Enfin des biomarqueurs pour diagnostiquer les hypersensibilités environnementales

Expert des maladies environne-
mentales, le Dr Dominique Belpomme
traite plus de 1 200 patients hyper-
sensibles à la pollution chimique e/ou
électromagnétique.
Enfin des biomarqueurs pour diagnostiquer les hypersensibilités environnementales
par André Fauteux, Editeur et le Rédacteur en chef, maisonsaine.ca, 6 janvier 2016

Ce serait bel et bien dans la tête, mais causé par des lésions/dommages cérébrales plutôt que psychologiques. Une première étude clinique à grande échelle — sur 727 cas avérés — propose des biomarqueurs « de routine et fiables » pour analyser objectivement les personnes atteintes d’électrohypersensibilité (EHS) et/ou d’hypersensibilité chimique multiple (MCS, acronyme anglais de Multiple Chemical Sensitivity). Selon son auteur principal, l’oncologue parisien Dominique Belpomme, cette étude démontre que ces hypersensibilités environnementales ont pour origine des dommages cérébraux (manifestés notamment par des problèmes cognitifs) qui pourraient augmenter le risque de maladie d’Alzheimer. Ces hypersensibilités ne seraient donc aucunement d’origine psychosomatique, comme certains auteurs l’ont suggéré. Pour l’expert des cancers environnementaux Dominique Belpomme, ces deux types d’intolérance affectant plusieurs organes constituent une seule et même pathologie environnementale « sentinelle » que l’on peut aujourd’hui diagnostiquer objectivement avec des tests biologiques sanguins et urinaires mais aussi de l’imagerie cérébrale.
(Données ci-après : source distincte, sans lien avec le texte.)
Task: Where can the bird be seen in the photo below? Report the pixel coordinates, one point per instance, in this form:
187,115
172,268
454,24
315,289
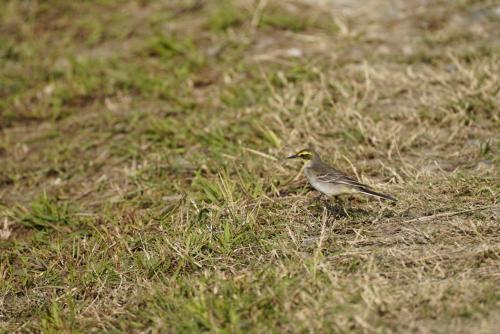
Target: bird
330,181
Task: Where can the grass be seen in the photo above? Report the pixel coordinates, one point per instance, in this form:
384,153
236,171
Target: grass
143,185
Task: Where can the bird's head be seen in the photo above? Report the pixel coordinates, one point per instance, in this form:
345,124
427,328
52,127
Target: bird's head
306,154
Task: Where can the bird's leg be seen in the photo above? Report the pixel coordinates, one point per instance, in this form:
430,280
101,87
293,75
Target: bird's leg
342,206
« Nos données suggèrent fortement que les cas d’EHS et/ou de MCS peuvent être caractérisés objectivement et diagnostiqués avec des tests simples disponibles dans le commerce. EHS et MCS semblent impliquer une neuro-inflammation siégeant principalement dans la région capsulothalamique des lobes temporaux avec hypoperfusion et ouverture de la barrière hémato-encéphalique, l’ensemble ayant pour conséquence l’apparition d’une hyper-histaminémie, d’un stress oxydatif, d’une réponse auto-immune, et d’un déficit de disponibilité métabolique de mélatonine; [le tout] suggérant un risque de maladie neurodégénérative chronique. Enfin, la cooccurrence fréquente d’EHS et de MCS suggère fortement un mécanisme pathologique commun ».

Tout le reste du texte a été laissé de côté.